This is why it is essential to have strong protections for 
whistleblowers enshrined in law, and this is particularly true for 
intelligence whistleblowers, since, given the covert nature of 
intelligence operations and activities, there are limited opportunities 
for public oversight. But reporting fraud and abuse by one's own 
colleagues takes courage, and no whistleblowers will come forward if 
they do not believe that they will be protected from retaliation.

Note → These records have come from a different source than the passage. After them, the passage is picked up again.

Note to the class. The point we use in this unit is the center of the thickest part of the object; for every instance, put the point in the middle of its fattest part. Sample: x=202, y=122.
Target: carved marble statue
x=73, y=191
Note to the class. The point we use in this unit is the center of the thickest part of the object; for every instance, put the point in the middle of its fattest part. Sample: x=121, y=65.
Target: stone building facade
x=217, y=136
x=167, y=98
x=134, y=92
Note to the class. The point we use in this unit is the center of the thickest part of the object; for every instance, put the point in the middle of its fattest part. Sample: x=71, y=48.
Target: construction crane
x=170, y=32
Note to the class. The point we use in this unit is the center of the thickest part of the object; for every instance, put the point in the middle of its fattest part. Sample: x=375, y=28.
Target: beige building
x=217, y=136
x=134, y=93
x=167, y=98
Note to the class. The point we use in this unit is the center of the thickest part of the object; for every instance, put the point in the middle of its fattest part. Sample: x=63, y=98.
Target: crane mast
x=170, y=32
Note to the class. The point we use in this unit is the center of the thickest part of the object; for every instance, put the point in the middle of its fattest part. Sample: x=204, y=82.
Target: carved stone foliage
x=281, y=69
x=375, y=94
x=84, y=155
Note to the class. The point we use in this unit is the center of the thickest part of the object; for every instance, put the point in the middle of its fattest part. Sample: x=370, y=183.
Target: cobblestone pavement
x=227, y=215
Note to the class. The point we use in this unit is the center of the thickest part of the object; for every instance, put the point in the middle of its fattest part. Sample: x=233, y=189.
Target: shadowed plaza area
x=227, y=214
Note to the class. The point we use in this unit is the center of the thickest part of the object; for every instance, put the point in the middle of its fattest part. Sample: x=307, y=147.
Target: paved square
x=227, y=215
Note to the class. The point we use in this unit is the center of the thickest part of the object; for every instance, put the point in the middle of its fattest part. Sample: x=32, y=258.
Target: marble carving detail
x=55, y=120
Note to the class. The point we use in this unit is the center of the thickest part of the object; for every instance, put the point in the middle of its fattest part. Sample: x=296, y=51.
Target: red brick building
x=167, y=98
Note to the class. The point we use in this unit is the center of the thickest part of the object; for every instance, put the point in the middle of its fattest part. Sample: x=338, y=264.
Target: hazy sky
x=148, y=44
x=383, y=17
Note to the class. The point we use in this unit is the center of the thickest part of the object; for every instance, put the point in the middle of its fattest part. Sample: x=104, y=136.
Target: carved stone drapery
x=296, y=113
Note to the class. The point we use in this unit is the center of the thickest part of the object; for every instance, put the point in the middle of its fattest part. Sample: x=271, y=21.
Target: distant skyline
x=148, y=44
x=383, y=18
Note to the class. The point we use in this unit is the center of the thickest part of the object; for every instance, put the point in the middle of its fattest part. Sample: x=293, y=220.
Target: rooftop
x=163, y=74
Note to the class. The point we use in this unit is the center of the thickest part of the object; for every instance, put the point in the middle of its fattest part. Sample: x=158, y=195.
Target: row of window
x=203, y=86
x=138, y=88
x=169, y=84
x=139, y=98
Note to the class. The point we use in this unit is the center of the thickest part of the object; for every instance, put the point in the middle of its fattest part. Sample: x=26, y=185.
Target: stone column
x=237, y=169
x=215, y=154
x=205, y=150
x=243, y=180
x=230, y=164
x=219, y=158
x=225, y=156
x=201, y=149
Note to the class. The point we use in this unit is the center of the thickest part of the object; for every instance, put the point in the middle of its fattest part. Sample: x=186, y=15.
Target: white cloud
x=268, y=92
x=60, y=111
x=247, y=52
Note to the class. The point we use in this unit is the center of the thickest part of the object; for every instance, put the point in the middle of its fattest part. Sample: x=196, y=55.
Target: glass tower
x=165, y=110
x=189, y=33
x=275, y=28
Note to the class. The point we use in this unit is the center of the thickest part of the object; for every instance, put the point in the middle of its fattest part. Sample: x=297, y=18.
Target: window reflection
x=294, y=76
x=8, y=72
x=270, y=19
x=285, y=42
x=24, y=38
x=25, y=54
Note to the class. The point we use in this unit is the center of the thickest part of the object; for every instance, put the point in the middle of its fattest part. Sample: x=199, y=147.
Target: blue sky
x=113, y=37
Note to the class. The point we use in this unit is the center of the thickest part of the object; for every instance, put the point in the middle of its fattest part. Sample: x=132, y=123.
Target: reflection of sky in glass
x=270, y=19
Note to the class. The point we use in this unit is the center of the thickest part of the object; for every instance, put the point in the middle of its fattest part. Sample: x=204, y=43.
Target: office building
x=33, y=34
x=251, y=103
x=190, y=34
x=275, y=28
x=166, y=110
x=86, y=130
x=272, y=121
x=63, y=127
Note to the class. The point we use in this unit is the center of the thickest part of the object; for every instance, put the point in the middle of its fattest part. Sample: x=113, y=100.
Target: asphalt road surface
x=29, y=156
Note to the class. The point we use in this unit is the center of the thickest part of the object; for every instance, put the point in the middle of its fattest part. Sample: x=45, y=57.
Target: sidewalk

  Finally, I am somewhat perplexed by the fact that section 403 creates 
a special avenue of punishment that only applies to accused leakers who 
have worked directly for an intelligence agency at some point in their 
careers. There are literally thousands of employees at the Departments 
of Defense, State and Justice, as well as the White House, who have 
access to sensitive information. Some of the most serious leaks of the 
past few decades have undoubtedly been made by individuals working for 
these organizations. I do not see an obvious justification for singling 
out intelligence community employees, particularly in the absence of 
evidence that these employees are responsible for a disproportionate 
number of leaks. And I am concerned that it will be harder to attract 
qualified individuals to work for intelligence agencies if Congress 
creates the perception that intelligence officers have fewer due 
process rights than other government employees.
  Withholding pension benefits from individuals who are convicted of 
disclosing classified information will often be an appropriate 
punishment. This punishment is already established in existing laws, 
and I would be inclined to support efforts to clarify or strengthen 
these laws. But I am not inclined to give agency heads broad authority 
to take away the pensions of individuals who have not been convicted of 
wrongdoing, particularly when the agency heads themselves have not even 
told Congress how they would interpret and implement this authority. 
This is why I voted against this authorization bill. All of my 
colleagues and I agree that illegal leaks are a serious problem, but 
this does not mean that anything at all that is done in the name of 
stopping leaks is necessarily wise policy.
  I look forward to working with my colleagues to amend this bill, and 
I am hopeful that they will be willing to modify or remove section 403 
to address the concerns I have raised. In the meantime, I should be 
clear that it is my intention to object to any request to pass the 
current version of the bill by unanimous consent.